第48章 hesitation
「なんっだよ!お前それでも男かよ」
「今夜だけは1人にしないでくれ頼むから」
「……最強が泣くぜ。ったく…」
クマが心底呆れたように五条を押しはがそうとした。
が、五条はクマを抱き締めたまま離さない。
「はなっ離せバカヤロウ!」
「やだぁ行かないでぇえ!うわ〜ん!」
「………。きも。」
「ヤダヤダホントにお願い!1人にしないで!!」
「とりあえず離せ!
ほらコレでも舐めて一旦落ち着け!」
「うぅ…ぐすっ…」
五条はクマから渡された棒付きキャンディーを半べそかきながらぺろぺろと舐めだした。
客観的に見ると完全に幼い子供だ。
「はっ、ガキが。」
「僕のくだらないプライドのせいだよな…」
ついカッとなってペンダント潰しちゃったりして…
あー…などと独り言をブツブツ言っていると、
クマの冷淡な言葉が膝の上から聞こえた。
「なら素直に謝れ。自己保身を考えて謝れないのは、本物のプライドではなく、偽のプライドなんだぞ。謝ったら負け、謝るのは恥ずかしい、みてぇな卑屈な考え方は誇りではなく保身だ…」
「えっ、保身?!それ僕の1番嫌いな言葉!!」
「謝るのはガキでもできることだ。もし謝れないならガキ以下ということになるなお前は。
いや、そもそもガキだから幼児以下、赤ん坊だな。」
「え。

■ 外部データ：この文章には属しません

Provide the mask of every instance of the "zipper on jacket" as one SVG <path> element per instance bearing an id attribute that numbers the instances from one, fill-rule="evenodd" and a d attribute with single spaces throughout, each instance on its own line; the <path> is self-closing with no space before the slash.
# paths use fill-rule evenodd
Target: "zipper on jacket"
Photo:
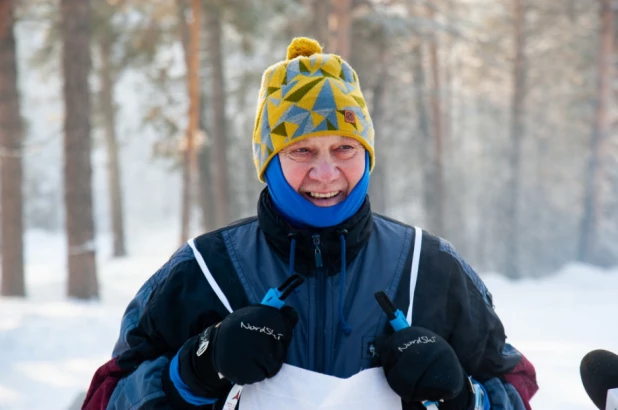
<path id="1" fill-rule="evenodd" d="M 326 303 L 326 275 L 322 263 L 322 249 L 320 248 L 320 235 L 313 235 L 315 253 L 315 280 L 316 280 L 316 354 L 315 370 L 324 373 L 324 316 Z"/>

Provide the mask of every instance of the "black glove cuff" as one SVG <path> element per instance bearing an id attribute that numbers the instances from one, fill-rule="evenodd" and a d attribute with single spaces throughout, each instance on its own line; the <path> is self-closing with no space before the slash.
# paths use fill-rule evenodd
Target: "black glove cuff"
<path id="1" fill-rule="evenodd" d="M 475 392 L 472 381 L 464 373 L 464 388 L 453 399 L 445 401 L 440 409 L 445 410 L 474 410 Z"/>
<path id="2" fill-rule="evenodd" d="M 211 330 L 213 340 L 216 328 L 213 327 Z M 196 394 L 210 398 L 224 397 L 232 388 L 232 383 L 219 377 L 210 346 L 201 356 L 197 355 L 200 336 L 201 334 L 187 340 L 178 352 L 178 374 Z"/>
<path id="3" fill-rule="evenodd" d="M 212 404 L 204 405 L 204 406 L 194 406 L 193 404 L 187 403 L 176 387 L 174 383 L 170 379 L 170 362 L 163 368 L 163 373 L 161 374 L 161 384 L 163 386 L 163 392 L 167 396 L 167 400 L 169 401 L 170 407 L 178 410 L 196 410 L 196 409 L 211 409 Z"/>

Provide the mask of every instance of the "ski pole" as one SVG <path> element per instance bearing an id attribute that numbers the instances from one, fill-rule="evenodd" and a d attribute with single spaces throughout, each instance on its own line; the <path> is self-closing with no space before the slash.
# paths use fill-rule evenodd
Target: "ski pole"
<path id="1" fill-rule="evenodd" d="M 382 308 L 382 311 L 386 313 L 386 317 L 395 332 L 405 329 L 406 327 L 410 327 L 410 324 L 406 320 L 403 312 L 395 307 L 386 293 L 379 291 L 376 292 L 374 296 L 378 302 L 378 305 Z M 434 401 L 425 400 L 423 402 L 423 406 L 425 406 L 428 410 L 438 410 L 438 403 Z"/>
<path id="2" fill-rule="evenodd" d="M 281 284 L 281 286 L 277 288 L 270 288 L 266 292 L 266 295 L 262 298 L 260 302 L 261 305 L 272 306 L 276 309 L 281 309 L 285 302 L 284 300 L 290 296 L 296 288 L 303 284 L 305 278 L 294 274 L 290 276 L 285 282 Z M 219 374 L 219 377 L 222 378 L 223 375 Z M 235 384 L 232 386 L 232 390 L 227 395 L 225 399 L 225 403 L 223 404 L 224 410 L 233 410 L 236 408 L 238 404 L 238 400 L 240 400 L 240 394 L 242 393 L 243 386 L 240 384 Z"/>

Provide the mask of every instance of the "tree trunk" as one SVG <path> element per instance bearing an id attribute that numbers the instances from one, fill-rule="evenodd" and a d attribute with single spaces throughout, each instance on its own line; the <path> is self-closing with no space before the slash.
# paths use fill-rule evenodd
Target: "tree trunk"
<path id="1" fill-rule="evenodd" d="M 199 44 L 201 32 L 201 4 L 191 0 L 191 21 L 189 23 L 189 49 L 185 54 L 187 63 L 187 94 L 189 96 L 189 123 L 186 133 L 186 145 L 182 178 L 182 216 L 180 241 L 185 242 L 190 233 L 192 192 L 195 188 L 197 155 L 195 140 L 200 120 L 200 82 L 199 82 Z"/>
<path id="2" fill-rule="evenodd" d="M 326 0 L 311 0 L 313 22 L 311 31 L 320 45 L 325 46 L 328 42 L 328 16 L 330 15 L 330 2 Z M 330 50 L 326 50 L 330 52 Z"/>
<path id="3" fill-rule="evenodd" d="M 114 78 L 110 62 L 111 44 L 101 37 L 99 42 L 101 58 L 100 103 L 103 113 L 103 129 L 107 147 L 107 180 L 109 187 L 109 211 L 111 216 L 113 256 L 127 254 L 124 235 L 124 213 L 122 210 L 122 188 L 120 184 L 120 160 L 116 136 L 116 107 L 114 106 Z"/>
<path id="4" fill-rule="evenodd" d="M 383 133 L 384 125 L 384 105 L 386 84 L 388 82 L 388 47 L 384 39 L 385 34 L 380 34 L 379 41 L 379 56 L 378 66 L 380 67 L 377 75 L 377 80 L 372 87 L 372 121 L 376 135 L 385 136 Z M 386 144 L 382 144 L 382 149 L 376 150 L 376 167 L 371 175 L 371 183 L 369 185 L 369 196 L 371 197 L 371 208 L 375 212 L 386 213 L 388 203 L 388 188 L 386 184 L 386 169 L 388 154 L 384 151 Z"/>
<path id="5" fill-rule="evenodd" d="M 206 123 L 206 110 L 208 109 L 206 93 L 202 89 L 202 100 L 200 110 L 200 128 L 206 133 L 206 141 L 201 146 L 198 154 L 198 192 L 200 209 L 202 213 L 202 228 L 205 232 L 211 231 L 215 227 L 215 200 L 212 192 L 212 175 L 210 174 L 210 132 Z"/>
<path id="6" fill-rule="evenodd" d="M 25 296 L 22 138 L 17 89 L 14 2 L 0 2 L 0 235 L 2 295 Z"/>
<path id="7" fill-rule="evenodd" d="M 64 200 L 69 296 L 98 297 L 90 163 L 90 2 L 62 0 Z"/>
<path id="8" fill-rule="evenodd" d="M 228 224 L 230 207 L 230 192 L 227 162 L 227 138 L 226 138 L 226 100 L 225 100 L 225 77 L 223 75 L 223 52 L 221 44 L 221 5 L 213 1 L 207 5 L 207 45 L 211 73 L 211 98 L 212 109 L 212 154 L 210 173 L 214 181 L 215 224 L 220 228 Z"/>
<path id="9" fill-rule="evenodd" d="M 435 19 L 433 8 L 429 7 L 429 18 Z M 443 122 L 442 122 L 442 86 L 440 81 L 440 62 L 438 60 L 438 36 L 434 32 L 429 39 L 429 61 L 431 67 L 431 115 L 433 121 L 433 178 L 426 181 L 431 185 L 432 203 L 428 204 L 430 227 L 438 235 L 444 235 L 444 170 L 442 161 Z"/>
<path id="10" fill-rule="evenodd" d="M 519 272 L 519 195 L 521 187 L 521 146 L 524 137 L 524 100 L 526 96 L 526 37 L 524 0 L 513 0 L 514 46 L 513 93 L 511 100 L 511 146 L 508 152 L 508 178 L 505 195 L 504 269 L 509 278 L 521 276 Z"/>
<path id="11" fill-rule="evenodd" d="M 350 58 L 352 0 L 331 0 L 331 5 L 333 13 L 329 24 L 330 40 L 326 51 L 348 60 Z"/>
<path id="12" fill-rule="evenodd" d="M 600 189 L 602 179 L 602 156 L 608 133 L 608 107 L 610 104 L 613 55 L 614 14 L 611 0 L 601 0 L 600 46 L 597 62 L 597 98 L 595 118 L 592 124 L 588 167 L 586 169 L 584 211 L 579 237 L 579 260 L 593 262 L 597 251 L 598 225 L 600 218 Z"/>

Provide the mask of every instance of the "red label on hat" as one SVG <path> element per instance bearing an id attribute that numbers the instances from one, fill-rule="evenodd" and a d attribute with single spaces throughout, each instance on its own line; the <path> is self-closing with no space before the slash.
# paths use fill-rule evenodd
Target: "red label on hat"
<path id="1" fill-rule="evenodd" d="M 345 122 L 356 124 L 356 115 L 354 115 L 354 111 L 343 110 L 343 117 L 345 118 Z"/>

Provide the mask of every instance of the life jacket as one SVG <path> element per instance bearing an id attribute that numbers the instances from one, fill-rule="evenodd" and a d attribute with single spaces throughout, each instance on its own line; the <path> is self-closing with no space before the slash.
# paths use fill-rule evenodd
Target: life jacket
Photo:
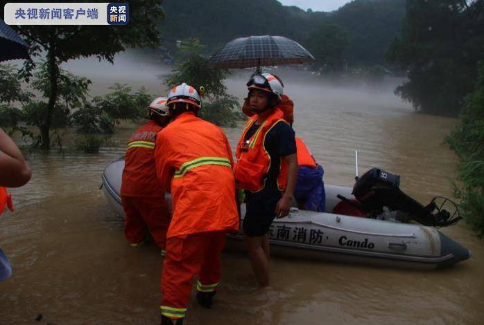
<path id="1" fill-rule="evenodd" d="M 267 174 L 270 168 L 270 156 L 264 147 L 267 133 L 277 123 L 286 122 L 282 111 L 276 107 L 257 131 L 250 138 L 244 140 L 245 133 L 257 120 L 257 115 L 254 115 L 249 119 L 242 133 L 235 154 L 238 161 L 234 168 L 235 186 L 251 192 L 260 191 L 266 186 Z M 281 159 L 279 166 L 277 187 L 282 191 L 286 188 L 288 165 Z"/>
<path id="2" fill-rule="evenodd" d="M 164 196 L 156 178 L 154 149 L 162 127 L 150 120 L 136 130 L 128 142 L 121 183 L 123 196 Z"/>
<path id="3" fill-rule="evenodd" d="M 12 203 L 12 194 L 7 192 L 7 189 L 0 186 L 0 214 L 3 212 L 6 205 L 8 210 L 13 211 L 13 204 Z"/>
<path id="4" fill-rule="evenodd" d="M 296 149 L 297 150 L 297 166 L 306 166 L 310 168 L 318 167 L 316 160 L 306 144 L 297 137 L 296 137 Z"/>
<path id="5" fill-rule="evenodd" d="M 282 111 L 284 114 L 284 119 L 292 125 L 294 122 L 294 102 L 289 98 L 287 95 L 282 95 L 282 100 L 281 102 L 277 105 L 279 109 Z M 255 115 L 250 109 L 250 105 L 249 104 L 249 99 L 245 98 L 243 101 L 243 104 L 242 105 L 242 113 L 245 114 L 249 118 L 251 118 Z"/>

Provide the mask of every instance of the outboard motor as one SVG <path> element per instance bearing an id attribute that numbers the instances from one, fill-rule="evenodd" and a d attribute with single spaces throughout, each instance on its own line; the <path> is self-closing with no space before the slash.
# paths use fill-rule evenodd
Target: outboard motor
<path id="1" fill-rule="evenodd" d="M 448 198 L 437 196 L 424 206 L 399 188 L 400 176 L 379 168 L 372 168 L 360 177 L 353 187 L 352 194 L 358 203 L 350 201 L 341 196 L 338 197 L 370 217 L 383 213 L 386 207 L 390 211 L 404 212 L 397 214 L 397 220 L 406 222 L 410 220 L 430 226 L 454 225 L 462 219 L 456 203 Z M 451 205 L 453 214 L 443 209 Z"/>

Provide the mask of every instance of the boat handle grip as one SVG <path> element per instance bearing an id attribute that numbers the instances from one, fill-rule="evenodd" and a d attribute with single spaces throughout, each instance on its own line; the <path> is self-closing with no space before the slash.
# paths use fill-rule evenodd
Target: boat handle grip
<path id="1" fill-rule="evenodd" d="M 388 243 L 388 248 L 405 250 L 407 249 L 407 244 L 404 243 Z"/>

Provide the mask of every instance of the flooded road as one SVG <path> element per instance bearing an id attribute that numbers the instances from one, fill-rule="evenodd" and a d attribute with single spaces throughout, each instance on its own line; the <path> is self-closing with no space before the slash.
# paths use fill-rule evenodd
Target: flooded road
<path id="1" fill-rule="evenodd" d="M 74 64 L 68 68 L 82 74 Z M 153 71 L 141 72 L 146 77 L 137 75 L 132 84 L 164 93 Z M 241 99 L 248 75 L 228 80 L 229 92 Z M 295 129 L 325 168 L 327 183 L 352 186 L 358 149 L 361 174 L 379 167 L 400 174 L 404 191 L 424 203 L 438 194 L 451 196 L 457 160 L 443 141 L 456 120 L 415 113 L 392 94 L 396 80 L 372 90 L 331 86 L 302 73 L 280 75 L 295 102 Z M 132 80 L 92 78 L 97 93 Z M 17 211 L 0 219 L 0 247 L 14 270 L 0 283 L 0 324 L 36 323 L 39 314 L 38 324 L 157 324 L 159 252 L 127 245 L 123 221 L 99 189 L 102 171 L 124 154 L 135 127 L 119 129 L 99 154 L 28 154 L 32 180 L 11 190 Z M 232 146 L 241 128 L 225 129 Z M 472 258 L 433 272 L 274 258 L 268 290 L 255 288 L 245 257 L 224 254 L 214 309 L 192 300 L 187 323 L 481 323 L 484 243 L 464 223 L 442 231 Z"/>

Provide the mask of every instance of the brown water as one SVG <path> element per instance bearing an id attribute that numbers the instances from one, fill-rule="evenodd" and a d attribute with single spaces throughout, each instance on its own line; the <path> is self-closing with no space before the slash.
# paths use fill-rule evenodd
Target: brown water
<path id="1" fill-rule="evenodd" d="M 74 64 L 68 68 L 90 73 Z M 114 70 L 104 68 L 92 77 L 98 93 L 128 80 L 149 84 L 153 93 L 161 89 L 153 71 L 110 80 L 105 75 Z M 248 73 L 227 81 L 239 98 Z M 443 139 L 456 120 L 415 113 L 392 95 L 394 80 L 377 91 L 281 75 L 296 103 L 295 129 L 325 167 L 327 183 L 352 185 L 358 149 L 360 173 L 377 166 L 399 174 L 404 190 L 422 202 L 451 196 L 456 159 Z M 123 222 L 98 189 L 103 168 L 123 154 L 134 127 L 120 129 L 99 154 L 28 155 L 33 178 L 11 191 L 17 211 L 0 219 L 0 247 L 14 269 L 0 283 L 0 324 L 35 323 L 38 314 L 40 324 L 158 322 L 159 253 L 126 244 Z M 233 145 L 241 129 L 226 130 Z M 275 258 L 269 290 L 255 288 L 245 257 L 224 254 L 215 308 L 192 301 L 187 323 L 481 323 L 484 245 L 465 223 L 443 231 L 472 250 L 471 259 L 449 270 L 417 272 Z"/>

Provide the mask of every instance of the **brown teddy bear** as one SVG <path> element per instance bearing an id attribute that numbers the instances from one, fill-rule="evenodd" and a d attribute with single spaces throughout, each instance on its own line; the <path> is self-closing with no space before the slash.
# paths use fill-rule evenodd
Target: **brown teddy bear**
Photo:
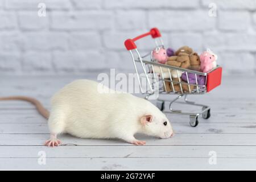
<path id="1" fill-rule="evenodd" d="M 177 56 L 179 55 L 179 53 L 180 52 L 185 52 L 189 55 L 191 54 L 193 51 L 193 49 L 190 48 L 188 46 L 182 46 L 181 47 L 180 47 L 179 49 L 177 49 L 175 53 L 175 56 Z"/>
<path id="2" fill-rule="evenodd" d="M 174 90 L 175 90 L 175 92 L 181 92 L 181 89 L 180 89 L 180 84 L 177 83 L 177 82 L 179 82 L 179 78 L 173 78 L 172 81 L 175 82 L 173 82 L 174 88 Z M 181 88 L 182 88 L 183 93 L 189 92 L 189 88 L 188 88 L 189 86 L 188 86 L 188 85 L 186 84 L 187 83 L 181 81 L 181 79 L 180 79 L 180 81 L 181 82 Z M 172 89 L 172 86 L 171 85 L 171 82 L 166 81 L 165 83 L 166 83 L 166 92 L 174 92 L 174 90 Z M 191 91 L 193 90 L 195 88 L 194 85 L 189 85 L 189 87 L 190 87 Z"/>

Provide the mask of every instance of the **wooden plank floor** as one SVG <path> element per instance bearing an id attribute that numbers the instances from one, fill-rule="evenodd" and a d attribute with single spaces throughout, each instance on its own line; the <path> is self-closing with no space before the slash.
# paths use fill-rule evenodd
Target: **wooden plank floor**
<path id="1" fill-rule="evenodd" d="M 49 109 L 52 94 L 81 78 L 88 77 L 2 77 L 0 97 L 36 97 Z M 59 137 L 63 146 L 44 147 L 49 137 L 46 121 L 34 107 L 24 102 L 1 101 L 0 169 L 256 169 L 255 78 L 224 77 L 222 86 L 211 93 L 190 97 L 210 105 L 211 117 L 200 117 L 194 128 L 188 116 L 167 114 L 175 136 L 159 139 L 138 135 L 147 142 L 144 146 L 63 135 Z M 215 164 L 209 162 L 211 152 L 216 154 Z"/>

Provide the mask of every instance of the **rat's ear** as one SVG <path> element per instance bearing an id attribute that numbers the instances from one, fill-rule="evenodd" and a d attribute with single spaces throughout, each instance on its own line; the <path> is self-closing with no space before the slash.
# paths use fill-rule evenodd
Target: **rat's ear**
<path id="1" fill-rule="evenodd" d="M 153 116 L 152 115 L 145 115 L 141 118 L 141 123 L 144 126 L 147 123 L 152 122 L 152 119 Z"/>

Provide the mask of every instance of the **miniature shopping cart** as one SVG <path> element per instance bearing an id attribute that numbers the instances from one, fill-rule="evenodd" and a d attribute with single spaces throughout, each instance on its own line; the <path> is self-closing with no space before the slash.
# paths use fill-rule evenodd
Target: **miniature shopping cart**
<path id="1" fill-rule="evenodd" d="M 160 100 L 158 97 L 156 98 L 156 106 L 160 110 L 164 111 L 165 102 L 170 102 L 170 111 L 167 112 L 174 114 L 189 115 L 190 125 L 196 127 L 198 125 L 198 117 L 201 114 L 204 119 L 208 119 L 210 117 L 210 108 L 208 106 L 196 104 L 195 102 L 188 101 L 187 96 L 189 94 L 203 94 L 220 85 L 221 82 L 222 68 L 217 66 L 207 73 L 203 73 L 193 70 L 157 63 L 152 59 L 152 51 L 144 56 L 141 56 L 135 43 L 135 41 L 149 35 L 151 35 L 152 38 L 154 39 L 156 46 L 155 48 L 164 47 L 163 40 L 161 38 L 161 34 L 156 28 L 152 28 L 148 32 L 139 35 L 134 39 L 129 39 L 125 42 L 125 46 L 126 49 L 129 51 L 131 55 L 139 84 L 140 92 L 143 94 L 146 94 L 145 98 L 147 100 L 148 100 L 150 96 L 155 94 L 155 92 L 158 92 L 159 94 L 177 94 L 178 96 L 172 100 Z M 135 55 L 138 56 L 137 59 L 135 59 Z M 138 66 L 141 67 L 142 73 L 146 77 L 147 85 L 149 85 L 149 86 L 146 87 L 146 89 L 142 89 L 141 80 L 141 74 L 139 73 Z M 158 70 L 158 73 L 157 73 L 158 75 L 156 73 L 156 69 Z M 172 77 L 172 74 L 174 73 L 174 72 L 178 75 L 177 78 L 176 79 Z M 180 77 L 181 73 L 185 74 L 187 82 L 181 80 L 181 78 Z M 189 83 L 188 75 L 191 76 L 191 74 L 195 75 L 196 83 Z M 156 75 L 158 75 L 158 77 L 155 76 Z M 202 76 L 205 77 L 204 84 L 200 85 L 197 82 L 197 77 Z M 153 78 L 157 78 L 158 79 L 152 79 L 152 77 Z M 162 82 L 163 85 L 163 86 L 159 87 L 159 89 L 157 91 L 154 89 L 155 88 L 155 81 L 154 80 L 158 80 L 158 83 Z M 187 86 L 187 90 L 184 90 L 184 86 Z M 168 89 L 167 87 L 170 87 L 171 89 Z M 201 106 L 202 109 L 197 113 L 187 113 L 183 112 L 180 110 L 174 110 L 172 108 L 173 104 L 183 97 L 184 97 L 184 102 L 182 103 Z"/>

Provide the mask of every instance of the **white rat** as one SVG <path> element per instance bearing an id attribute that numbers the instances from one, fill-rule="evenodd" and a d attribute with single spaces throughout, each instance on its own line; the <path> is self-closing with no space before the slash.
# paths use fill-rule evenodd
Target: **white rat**
<path id="1" fill-rule="evenodd" d="M 36 100 L 20 96 L 1 100 L 29 101 L 49 118 L 51 136 L 45 143 L 48 146 L 60 144 L 57 138 L 60 133 L 80 138 L 118 138 L 136 145 L 146 144 L 134 138 L 137 133 L 160 138 L 173 134 L 167 118 L 148 101 L 88 80 L 75 81 L 56 93 L 51 99 L 49 116 Z"/>

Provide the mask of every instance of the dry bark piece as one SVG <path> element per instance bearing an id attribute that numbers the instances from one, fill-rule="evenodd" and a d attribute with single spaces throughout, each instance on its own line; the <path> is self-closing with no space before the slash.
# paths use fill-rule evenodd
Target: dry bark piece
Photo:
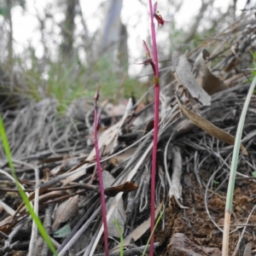
<path id="1" fill-rule="evenodd" d="M 55 212 L 55 220 L 52 224 L 52 230 L 55 231 L 60 224 L 67 221 L 69 218 L 76 216 L 79 211 L 79 195 L 73 196 L 62 202 Z"/>
<path id="2" fill-rule="evenodd" d="M 197 83 L 209 94 L 212 95 L 219 90 L 227 89 L 224 83 L 214 76 L 207 66 L 206 61 L 209 53 L 203 49 L 195 61 L 193 72 L 195 74 Z"/>
<path id="3" fill-rule="evenodd" d="M 128 181 L 125 182 L 124 184 L 106 189 L 104 194 L 108 196 L 114 197 L 120 192 L 131 192 L 137 189 L 137 185 L 134 182 Z"/>
<path id="4" fill-rule="evenodd" d="M 176 77 L 193 98 L 197 99 L 203 106 L 211 105 L 211 96 L 196 82 L 185 55 L 179 57 Z"/>
<path id="5" fill-rule="evenodd" d="M 183 111 L 183 113 L 190 119 L 190 121 L 200 127 L 209 135 L 219 139 L 222 142 L 224 142 L 228 144 L 234 145 L 235 144 L 235 137 L 225 132 L 224 131 L 219 129 L 215 126 L 212 123 L 209 122 L 207 119 L 199 115 L 198 113 L 189 110 L 185 106 L 183 106 L 181 102 L 177 97 L 177 101 L 178 102 L 179 108 Z M 246 148 L 241 143 L 240 149 L 243 154 L 247 155 L 247 151 Z"/>
<path id="6" fill-rule="evenodd" d="M 104 188 L 111 186 L 111 184 L 114 182 L 114 177 L 107 171 L 102 172 L 102 179 L 103 179 L 103 184 Z M 111 207 L 112 204 L 115 201 L 115 198 L 109 198 L 106 204 L 107 211 Z M 112 215 L 110 216 L 110 218 L 108 221 L 108 236 L 115 236 L 115 237 L 120 237 L 120 234 L 119 233 L 116 225 L 113 222 L 113 219 L 115 219 L 118 224 L 120 226 L 122 233 L 124 232 L 125 224 L 126 222 L 126 213 L 124 207 L 124 201 L 122 198 L 119 201 L 119 203 L 115 208 L 115 210 L 113 212 Z"/>

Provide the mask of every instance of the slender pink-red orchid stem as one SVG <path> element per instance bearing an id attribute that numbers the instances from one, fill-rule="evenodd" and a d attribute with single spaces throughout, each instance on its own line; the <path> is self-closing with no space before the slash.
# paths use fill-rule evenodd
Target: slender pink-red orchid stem
<path id="1" fill-rule="evenodd" d="M 154 77 L 157 80 L 154 84 L 154 137 L 153 137 L 153 150 L 152 150 L 152 169 L 151 169 L 151 206 L 150 206 L 150 231 L 153 232 L 154 227 L 154 196 L 155 196 L 155 176 L 156 176 L 156 153 L 157 153 L 157 141 L 158 141 L 158 123 L 159 123 L 159 98 L 160 98 L 160 86 L 159 86 L 159 67 L 158 67 L 158 55 L 155 38 L 155 28 L 154 24 L 154 11 L 152 1 L 148 0 L 150 10 L 150 23 L 151 23 L 151 38 L 153 46 L 153 60 L 154 62 Z M 152 234 L 150 240 L 149 256 L 154 255 L 154 236 Z"/>
<path id="2" fill-rule="evenodd" d="M 108 222 L 107 222 L 107 212 L 106 212 L 106 202 L 105 202 L 105 195 L 104 195 L 104 186 L 103 186 L 103 179 L 102 173 L 102 165 L 101 165 L 101 155 L 99 150 L 99 143 L 98 143 L 98 129 L 100 126 L 100 118 L 98 118 L 98 106 L 97 101 L 99 98 L 99 90 L 96 90 L 95 95 L 95 106 L 94 106 L 94 144 L 95 144 L 95 151 L 96 151 L 96 158 L 97 162 L 97 172 L 99 177 L 99 183 L 100 183 L 100 192 L 101 192 L 101 204 L 102 204 L 102 221 L 104 227 L 104 248 L 105 248 L 105 255 L 108 256 Z"/>

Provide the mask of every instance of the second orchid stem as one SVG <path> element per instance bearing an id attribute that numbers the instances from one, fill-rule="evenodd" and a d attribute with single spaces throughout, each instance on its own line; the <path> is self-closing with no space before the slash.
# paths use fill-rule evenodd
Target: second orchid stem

ボク赤ちゃん?」
「とにかく!
自己保身ばかり考えて、大事な一言を言えないのは、恥ずかしいことだ。あ〜あ、見てらんねぇな〜」
五条はしばらく目を見開いて沈黙していたが、
「よしっ!とりあえず電話する!」
と言って涙を拭き、
思い切ってレイに電話をかけはじめた。
長い呼び出し音の後、応答があった。